The influence of compounds which reduce or potentiate GABA-ergic inhibition on the effect of analgesics of various structures was studied. The effect was estimated according to the analgesic activity (experiments in rats) and the suppression of the impulse summation in the central nervous system (experiments in rabbits). It was shown that GABA-negative agents (bicucullin, thiosemicarbazide) markedly decreased the effect of morphine, hydrocodone and the enkephaline analogs: Tyr-D-Ala-Gly-Phe-NH2 and Tyr-D-Ala-Gly-Phe(NO2)NH2. The action of bicuculline was close to that of naloxone, an opiate receptor blocker. GABA-positive agents (muscimol, GABA cetyl ether, valproate) potentiated the activity of the mentioned narcotic analgesics.

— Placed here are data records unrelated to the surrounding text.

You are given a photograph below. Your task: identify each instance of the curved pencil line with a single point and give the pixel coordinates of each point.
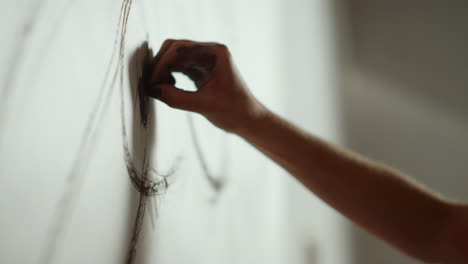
(216, 184)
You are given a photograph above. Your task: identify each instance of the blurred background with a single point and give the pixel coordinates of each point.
(386, 79)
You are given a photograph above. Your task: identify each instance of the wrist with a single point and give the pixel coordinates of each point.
(251, 120)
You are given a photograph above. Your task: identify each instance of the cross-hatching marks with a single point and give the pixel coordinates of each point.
(88, 140)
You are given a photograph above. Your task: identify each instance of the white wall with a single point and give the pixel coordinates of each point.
(53, 63)
(404, 97)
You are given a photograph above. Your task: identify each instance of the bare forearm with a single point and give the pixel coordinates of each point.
(378, 198)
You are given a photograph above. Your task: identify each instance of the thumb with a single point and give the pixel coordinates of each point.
(175, 97)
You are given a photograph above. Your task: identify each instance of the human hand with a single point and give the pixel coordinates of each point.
(221, 96)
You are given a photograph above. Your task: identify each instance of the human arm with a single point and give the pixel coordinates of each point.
(380, 199)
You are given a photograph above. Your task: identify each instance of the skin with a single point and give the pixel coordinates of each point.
(378, 198)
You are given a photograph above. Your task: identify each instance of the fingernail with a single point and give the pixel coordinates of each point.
(154, 91)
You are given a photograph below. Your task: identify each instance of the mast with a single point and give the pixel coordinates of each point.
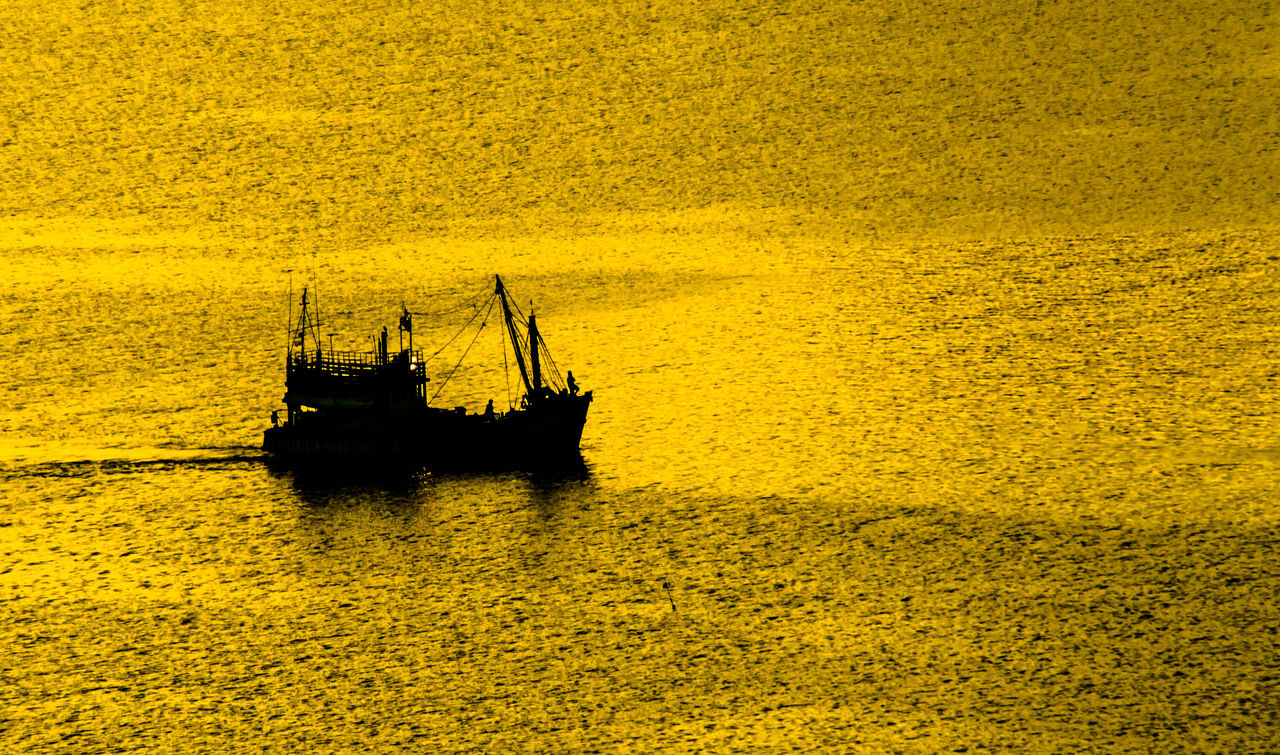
(533, 355)
(515, 337)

The effect of GABA-positive agents was blocked not only by GABA-negative compounds, but also by naloxone. The obtained data are interpreted in terms of the assumed mutual complementary of GABA-ergic and opioidergic systems. It was shown that the effects of the analgesics of a different structure: phenylpiperidine derivatives (trimeperidine, fentanyl), diphenylacetic acid derivative (dimenoxadol) and 3-benzazocine tricyclic derivative (pentazocine) were unchanged by the studied GABA-ergic analyzers. The reasons for those dissimilarities between analgesics of different structures are discussed.